The theory didn’t work out as planned though. China, the focus of this instance, has recently moved away from any form of democratization, and back towards complete authoritarianism. Unfortunately, this is not only a local political issue. It also affects world trade, and indirectly even domestic politics of other sovereign countries. Party leadership, cronyism, and state-planned economics all have their influence on supply chains and business decisions. It only makes the situation worse if the Party has a mercantilist ideology where they view the global economy as a zero sum game.

Let’s take the example of the Chinese steel industry. The Communist Party’s political agenda is to conserve jobs in the heavy industry to satisfy fullest employment possible, and to obtain foreign assets by exporting extra capacity. The leadership has several incentives – let it be personal or ideological – to subsidise the sector in order to meet its goals. However, direct subsidies are not allowed according to WTO rules, which China more or less tries to meet to create the illusion of a benevolent, inward focusing developing market. Hence an alternative way must be found.

This alternative is using political power to pressure the financial sector to issue below market rate loans for favoured producers. Historically the only form of savings were bank deposits, making cheap financing more easily available. However, nowadays with increased financial sophistication within the system more direct supervision is needed, bringing the central planning measures to the surface. Practically speaking, the banking sector passes a share of its profit to the exporting industries, which creates de facto subsidies. As China is not playing according to the rules, it is less of a surprise if the US wants to use its sticks where the carrots failed.

Even though it seems unfair in the short term, the long term implications are just as bad. Firstly, artificially adjusting market prices leads to longer term inefficiencies. The profits missing from the banking sector will obstruct credit growth, and reduce the loss absorbtion capacity of the financial institutions. Secondly, favouring certain sectors create a ‘Dutch disease’-like situation, where (unnaturally) efficient sectors absorb capital and labour from the system, thus creating a headwind for other industries. Lastly, such political agendas obstruct creative-destruction in order to keep employment high and ‘reliable’ businessmen in leading positions. Unfortunately we are all dead in the long-run, as Keynes wisely concluded before, hence waiting for these trends to take effect might not worth the effort.

Capacity and despair

After Brexit the big money got it wrong again, and mispriced the odds of a Trump victory. The primary reason is that betting odds are ‘not democratic’, if one has ten times the money as the average it takes ten others to even up the odds. However, during the election/referendum the rich guy will still only worth one, he might be enough to give a false impression about chances and ‘public opinion’.

“How could this have happened?” millions asked around the world after the results came in on the 9th of November. My short answer: capacity constraints.

Since the dawn of time and economics the workers had to compete with technology. Don’t get the wrong idea, this has nothing to do with capitalist institutions, or free trade, nor modern economics. There is only one ultimate goal here: produce more with the least possible effort made. Wheel, plow, sails, spinning jenny, just a couple of capital instruments which made tens of thousands people’s labour redundant (and the individual more efficient), but, over time, this spare capacity can be used in other sectors of the economy. Unfortunately, this restucturing and retraining can not happen overnight.

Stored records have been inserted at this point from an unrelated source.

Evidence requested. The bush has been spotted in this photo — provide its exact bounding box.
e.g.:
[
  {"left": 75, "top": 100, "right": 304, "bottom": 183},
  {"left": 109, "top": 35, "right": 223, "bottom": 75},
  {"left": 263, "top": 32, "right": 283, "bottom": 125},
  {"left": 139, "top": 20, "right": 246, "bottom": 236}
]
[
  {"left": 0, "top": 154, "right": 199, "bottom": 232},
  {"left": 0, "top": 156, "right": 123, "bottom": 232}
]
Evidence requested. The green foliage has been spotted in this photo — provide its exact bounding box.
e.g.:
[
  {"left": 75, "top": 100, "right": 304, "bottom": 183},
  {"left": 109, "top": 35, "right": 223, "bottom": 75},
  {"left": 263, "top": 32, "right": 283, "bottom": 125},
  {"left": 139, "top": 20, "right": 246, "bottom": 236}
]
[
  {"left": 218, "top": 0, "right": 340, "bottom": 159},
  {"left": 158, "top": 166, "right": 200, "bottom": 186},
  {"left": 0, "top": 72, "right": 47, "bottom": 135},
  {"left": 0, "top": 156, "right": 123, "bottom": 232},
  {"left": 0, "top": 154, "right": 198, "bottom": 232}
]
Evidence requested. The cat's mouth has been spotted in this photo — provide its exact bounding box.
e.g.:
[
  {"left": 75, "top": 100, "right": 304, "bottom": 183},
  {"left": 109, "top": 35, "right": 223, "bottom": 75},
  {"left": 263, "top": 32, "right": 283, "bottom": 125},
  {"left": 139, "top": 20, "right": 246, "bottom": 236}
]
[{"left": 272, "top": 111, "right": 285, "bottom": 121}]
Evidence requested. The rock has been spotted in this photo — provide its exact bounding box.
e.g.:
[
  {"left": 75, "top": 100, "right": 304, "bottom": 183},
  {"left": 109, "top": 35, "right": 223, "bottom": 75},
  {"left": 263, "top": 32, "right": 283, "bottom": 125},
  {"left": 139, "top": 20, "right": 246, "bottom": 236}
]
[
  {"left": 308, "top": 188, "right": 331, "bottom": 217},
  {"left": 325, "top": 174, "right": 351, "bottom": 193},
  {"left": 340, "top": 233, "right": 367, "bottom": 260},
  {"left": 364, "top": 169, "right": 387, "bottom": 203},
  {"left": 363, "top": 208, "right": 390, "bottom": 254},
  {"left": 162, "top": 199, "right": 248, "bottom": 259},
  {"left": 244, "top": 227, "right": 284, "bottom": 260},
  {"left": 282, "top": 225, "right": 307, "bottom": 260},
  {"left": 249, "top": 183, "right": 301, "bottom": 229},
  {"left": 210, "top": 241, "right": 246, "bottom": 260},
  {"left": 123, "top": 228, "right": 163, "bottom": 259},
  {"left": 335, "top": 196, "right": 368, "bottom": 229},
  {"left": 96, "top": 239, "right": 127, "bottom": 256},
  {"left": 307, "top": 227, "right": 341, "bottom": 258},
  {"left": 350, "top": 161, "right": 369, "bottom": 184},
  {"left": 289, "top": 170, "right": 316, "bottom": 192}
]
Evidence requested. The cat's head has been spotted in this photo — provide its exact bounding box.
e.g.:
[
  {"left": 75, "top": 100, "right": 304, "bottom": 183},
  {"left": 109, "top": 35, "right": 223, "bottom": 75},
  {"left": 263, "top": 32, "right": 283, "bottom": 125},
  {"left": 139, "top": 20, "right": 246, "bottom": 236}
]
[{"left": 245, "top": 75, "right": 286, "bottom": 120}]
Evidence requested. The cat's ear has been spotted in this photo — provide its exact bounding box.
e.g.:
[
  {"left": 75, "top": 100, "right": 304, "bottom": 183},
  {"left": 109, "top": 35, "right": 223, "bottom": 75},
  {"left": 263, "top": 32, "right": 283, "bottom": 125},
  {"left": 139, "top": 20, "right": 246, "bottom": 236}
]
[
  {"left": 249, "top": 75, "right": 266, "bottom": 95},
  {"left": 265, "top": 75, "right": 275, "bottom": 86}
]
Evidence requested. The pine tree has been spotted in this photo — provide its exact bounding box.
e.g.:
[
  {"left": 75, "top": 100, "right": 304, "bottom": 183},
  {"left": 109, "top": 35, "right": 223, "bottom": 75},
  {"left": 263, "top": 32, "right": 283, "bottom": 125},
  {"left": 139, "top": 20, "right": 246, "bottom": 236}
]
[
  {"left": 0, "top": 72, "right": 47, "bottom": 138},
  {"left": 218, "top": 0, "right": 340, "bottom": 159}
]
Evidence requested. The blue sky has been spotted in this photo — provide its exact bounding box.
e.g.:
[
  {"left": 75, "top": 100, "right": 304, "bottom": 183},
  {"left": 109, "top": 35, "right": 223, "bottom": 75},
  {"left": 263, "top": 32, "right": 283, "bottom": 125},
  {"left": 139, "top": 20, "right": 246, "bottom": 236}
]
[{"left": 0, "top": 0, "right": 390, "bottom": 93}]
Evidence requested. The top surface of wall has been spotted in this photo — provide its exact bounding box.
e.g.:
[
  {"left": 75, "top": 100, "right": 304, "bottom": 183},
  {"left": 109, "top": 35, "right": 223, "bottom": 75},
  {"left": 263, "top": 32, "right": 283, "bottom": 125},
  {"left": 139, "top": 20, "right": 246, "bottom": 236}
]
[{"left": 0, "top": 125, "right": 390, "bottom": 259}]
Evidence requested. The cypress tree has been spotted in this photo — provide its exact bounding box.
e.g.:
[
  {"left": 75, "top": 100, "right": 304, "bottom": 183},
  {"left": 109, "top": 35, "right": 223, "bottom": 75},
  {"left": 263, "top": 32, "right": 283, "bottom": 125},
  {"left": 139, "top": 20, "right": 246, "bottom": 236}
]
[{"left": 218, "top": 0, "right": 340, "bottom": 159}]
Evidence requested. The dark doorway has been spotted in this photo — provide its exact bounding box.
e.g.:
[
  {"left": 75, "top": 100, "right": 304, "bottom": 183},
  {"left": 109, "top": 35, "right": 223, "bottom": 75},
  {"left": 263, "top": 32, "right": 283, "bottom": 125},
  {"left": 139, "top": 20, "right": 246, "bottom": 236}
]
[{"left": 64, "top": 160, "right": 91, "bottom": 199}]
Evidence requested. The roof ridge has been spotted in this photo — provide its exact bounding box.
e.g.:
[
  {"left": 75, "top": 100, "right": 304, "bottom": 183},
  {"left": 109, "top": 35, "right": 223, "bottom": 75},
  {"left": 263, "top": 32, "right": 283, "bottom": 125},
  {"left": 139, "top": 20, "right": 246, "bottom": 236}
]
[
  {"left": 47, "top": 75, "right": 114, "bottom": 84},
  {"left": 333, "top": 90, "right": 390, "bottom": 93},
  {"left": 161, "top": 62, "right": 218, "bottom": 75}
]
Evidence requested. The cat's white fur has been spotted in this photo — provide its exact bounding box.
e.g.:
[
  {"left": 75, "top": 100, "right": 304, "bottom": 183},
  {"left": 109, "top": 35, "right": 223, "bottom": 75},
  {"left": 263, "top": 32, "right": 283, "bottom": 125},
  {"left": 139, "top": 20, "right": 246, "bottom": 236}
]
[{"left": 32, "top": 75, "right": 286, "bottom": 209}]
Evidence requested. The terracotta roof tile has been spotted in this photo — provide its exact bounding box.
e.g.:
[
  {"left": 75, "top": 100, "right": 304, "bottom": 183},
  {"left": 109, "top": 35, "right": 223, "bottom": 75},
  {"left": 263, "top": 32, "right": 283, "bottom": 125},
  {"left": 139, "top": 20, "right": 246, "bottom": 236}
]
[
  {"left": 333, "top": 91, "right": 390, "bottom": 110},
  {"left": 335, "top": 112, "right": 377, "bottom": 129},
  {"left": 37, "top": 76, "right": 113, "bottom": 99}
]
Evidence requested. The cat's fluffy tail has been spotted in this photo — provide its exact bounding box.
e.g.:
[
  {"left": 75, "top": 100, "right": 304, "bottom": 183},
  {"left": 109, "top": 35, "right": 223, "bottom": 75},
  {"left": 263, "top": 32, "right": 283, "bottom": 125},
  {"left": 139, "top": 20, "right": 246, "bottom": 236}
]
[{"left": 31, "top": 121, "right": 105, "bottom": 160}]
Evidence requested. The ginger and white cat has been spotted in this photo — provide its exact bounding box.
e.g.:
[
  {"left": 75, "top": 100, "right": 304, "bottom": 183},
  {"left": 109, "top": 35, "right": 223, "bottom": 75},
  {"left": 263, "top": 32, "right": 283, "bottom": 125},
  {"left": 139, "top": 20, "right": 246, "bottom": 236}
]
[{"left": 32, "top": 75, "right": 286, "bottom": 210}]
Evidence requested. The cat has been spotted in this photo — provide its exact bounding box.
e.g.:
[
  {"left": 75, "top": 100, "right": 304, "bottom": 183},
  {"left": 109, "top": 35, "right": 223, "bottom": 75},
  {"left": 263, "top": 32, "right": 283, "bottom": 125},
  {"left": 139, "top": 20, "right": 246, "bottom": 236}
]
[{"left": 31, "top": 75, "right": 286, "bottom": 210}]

That was the capacity part, now lets see the constraint. Because of certain compensating effects capacity gains have to be mean reverting over time. If there is a sudden change in technological progress and the structure of the economy the pool of workers contributing will shrink rapidly, compensating for the efficiency gains. Redistribution will become more problematic, and the redundant workforce will advocate the return to the old world order.

This helplessness and despair are surfacing on nowaday’s political stage, and it seems to be gathering momentum, even if the idea goes against centuries of economic progression.